# Question about dimensionality of geometric vectors

I have a seemingly basic question about the transformation of units while normalizing a geometric vector. Let's take for example a vector v having components x and y denoting the distance from the beginning of a coordinate system. Therefore the dimension/unit of both x and y is the length - let's call it D. The length of v is the root of sum of their squares, which means the root of D^2, so simply D again. Given that normalization involves dividing x and y by the length of v, we get D/D which gives us a dimensionless quantity. So the normalized vector is dimensionless or am I making a mistake somewhere?

• Yes the only information it carries is direction, the units are part of the magnitude. – Triatticus Dec 22 '16 at 10:52
• That makes sense, although intuition suggests a normalized vector is simply a vector that is scaled. – krojew Dec 22 '16 at 11:07

## 1 Answer

Yes, your intuition is right. A normalized vector has length $1$, without a unit.

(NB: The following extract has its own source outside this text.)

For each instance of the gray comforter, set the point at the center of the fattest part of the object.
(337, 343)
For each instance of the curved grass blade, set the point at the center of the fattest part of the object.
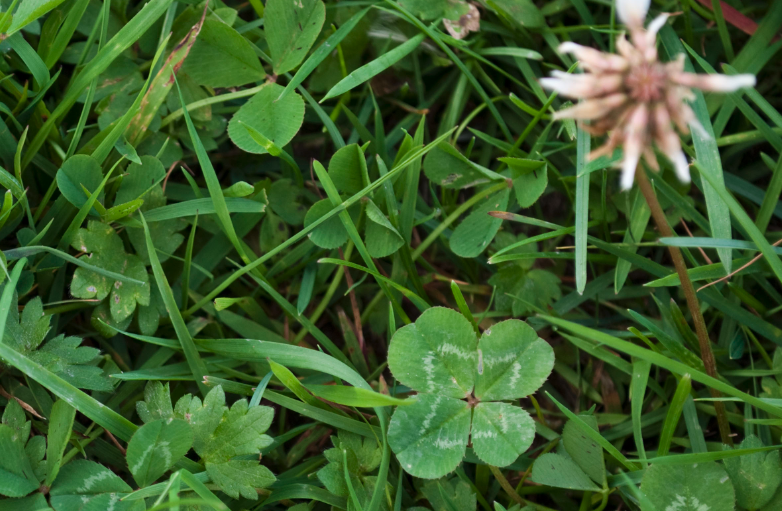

In a sense, it lives in a different vector space than the length-based one, just like velocities, frequencies and various other physical quantities live in different vector spaces. You can multiply any length with a normalized vector to obtain a vector of the given length in the given direction, i.e. to convert from a dimensionless vector to one with a length dimension, but it's indeed best to consider this a separate step.